Gastgeber der diesjährigen Erntepressekonferenz in Thüringen war die Roland Mills Mühle in Bad Langensalza, die gut 355.000 t Getreide im Jahr vermahlt, davon 250.000 t Weizen, 85.000 t Durum und 20.000 t Roggen. Wie zuvor schon Wagner, stellte Geschäftsführer Stephan Kill die Partnerschaft mit den Landwirten in Mittelthüringen heraus. Für Weizen sei es eine der besten Anbauregionen innerhalb Europas.
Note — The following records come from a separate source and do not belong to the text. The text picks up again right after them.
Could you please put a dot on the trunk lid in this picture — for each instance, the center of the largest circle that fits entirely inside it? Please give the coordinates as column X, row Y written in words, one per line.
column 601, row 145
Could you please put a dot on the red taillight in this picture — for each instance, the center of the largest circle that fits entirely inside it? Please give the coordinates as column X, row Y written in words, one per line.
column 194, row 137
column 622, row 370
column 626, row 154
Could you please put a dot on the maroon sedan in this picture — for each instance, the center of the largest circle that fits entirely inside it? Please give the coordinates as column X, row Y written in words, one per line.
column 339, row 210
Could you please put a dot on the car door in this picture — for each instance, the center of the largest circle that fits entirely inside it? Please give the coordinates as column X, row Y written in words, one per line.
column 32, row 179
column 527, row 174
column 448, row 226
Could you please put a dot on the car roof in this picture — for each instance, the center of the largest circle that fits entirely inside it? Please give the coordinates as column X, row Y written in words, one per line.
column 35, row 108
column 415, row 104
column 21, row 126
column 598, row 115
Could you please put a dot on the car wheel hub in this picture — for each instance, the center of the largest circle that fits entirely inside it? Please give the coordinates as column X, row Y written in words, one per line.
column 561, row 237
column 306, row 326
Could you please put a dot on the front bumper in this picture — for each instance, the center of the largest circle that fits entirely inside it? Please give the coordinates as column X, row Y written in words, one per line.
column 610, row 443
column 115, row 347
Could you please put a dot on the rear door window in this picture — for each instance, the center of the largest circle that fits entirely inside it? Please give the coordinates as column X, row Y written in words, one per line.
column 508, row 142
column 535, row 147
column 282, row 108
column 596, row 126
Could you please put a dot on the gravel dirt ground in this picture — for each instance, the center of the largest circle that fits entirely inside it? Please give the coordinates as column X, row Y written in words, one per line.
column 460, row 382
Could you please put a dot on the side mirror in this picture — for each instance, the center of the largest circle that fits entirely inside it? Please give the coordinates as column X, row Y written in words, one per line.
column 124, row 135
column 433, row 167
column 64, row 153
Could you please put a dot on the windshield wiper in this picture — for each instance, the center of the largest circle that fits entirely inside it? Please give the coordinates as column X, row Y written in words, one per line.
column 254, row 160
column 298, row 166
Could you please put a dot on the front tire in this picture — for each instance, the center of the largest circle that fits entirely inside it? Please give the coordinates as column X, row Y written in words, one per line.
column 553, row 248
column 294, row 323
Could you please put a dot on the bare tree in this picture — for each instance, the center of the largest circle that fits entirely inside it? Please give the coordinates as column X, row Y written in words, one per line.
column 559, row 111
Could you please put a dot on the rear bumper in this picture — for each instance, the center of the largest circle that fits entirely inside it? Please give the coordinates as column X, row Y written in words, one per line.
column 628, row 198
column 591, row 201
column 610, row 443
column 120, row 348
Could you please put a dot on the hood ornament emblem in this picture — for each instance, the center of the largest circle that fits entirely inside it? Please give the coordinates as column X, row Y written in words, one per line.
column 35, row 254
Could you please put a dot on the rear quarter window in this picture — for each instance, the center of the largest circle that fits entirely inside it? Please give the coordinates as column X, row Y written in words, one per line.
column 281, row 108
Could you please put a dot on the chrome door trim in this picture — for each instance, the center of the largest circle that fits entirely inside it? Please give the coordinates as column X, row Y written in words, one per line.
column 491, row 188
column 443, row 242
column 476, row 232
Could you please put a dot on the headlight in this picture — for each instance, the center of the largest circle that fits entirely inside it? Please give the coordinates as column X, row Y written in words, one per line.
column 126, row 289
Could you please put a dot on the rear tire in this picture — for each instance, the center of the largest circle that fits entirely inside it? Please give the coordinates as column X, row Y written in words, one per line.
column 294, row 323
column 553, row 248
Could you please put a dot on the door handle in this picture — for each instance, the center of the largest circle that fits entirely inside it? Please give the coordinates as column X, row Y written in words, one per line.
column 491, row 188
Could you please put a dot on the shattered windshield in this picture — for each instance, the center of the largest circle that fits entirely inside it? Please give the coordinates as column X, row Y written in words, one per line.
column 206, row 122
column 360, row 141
Mehle aus Bad Langensalza gehen etwa an alle namhaften Lebensmittelhersteller in Thüringen, wozu unter anderem die Teigwaren Erfurt, Griessonde Beukelaer in Kahla oder Brandt Zwieback in Ohrdruf sowie handwerkliche Bäckereien zählen. 80 % der Mehle würden in einem Umkreis von 100 km abgesetzt. An die Politik gerichtet, warnte Kill bei der Erntepressekonferenz in Thüringen vor immer neuen „irrationalen Grenzwerten“. Dies gefährde nicht nur die Müller, die ein Naturprodukt verarbeiteten.

Informelle Ökoerträge

Im siebten Jahr in Folge ermittelte der TBV Ökogetreideerträge mittels einer Umfrage. 30 Betriebe mit knapp 7.800 ha Ackerfläche beteiligten sich:


  • Winterweizen: 41,1 dt/ha (Spanne: 15,4 dt/ha bis 72 dt/ha)
  • Dinkel: 38,4 dt/ha (14,8 dt/ha bis 71 dt/ha)
  • Winterroggen: 29,2 dt/ha (14,2 dt/ha bis 45,1 dt/ha)
  • Wintertriticale: 31,5 dt/ha (20 dt/ha bis 55,7 dt/ha)
  • Wintergerste: 37,5 dt/ha (15 dt/ha bis 47 dt/ha)
  • Hafer: 30,5 dt/ha (0 bis 56 dt/ha)
  • Sommergerste: 17,4 dt/ha (11,7 dt/ha bis 64,9 dt/ha)

Die Qualitätsparameter wurden nicht erfasst. Mit Ausnahme von Dinkel und Roggen bewegten sich die Öko-Ertragswerte unter den Durchschnittswerten der Jahre 2016–2021.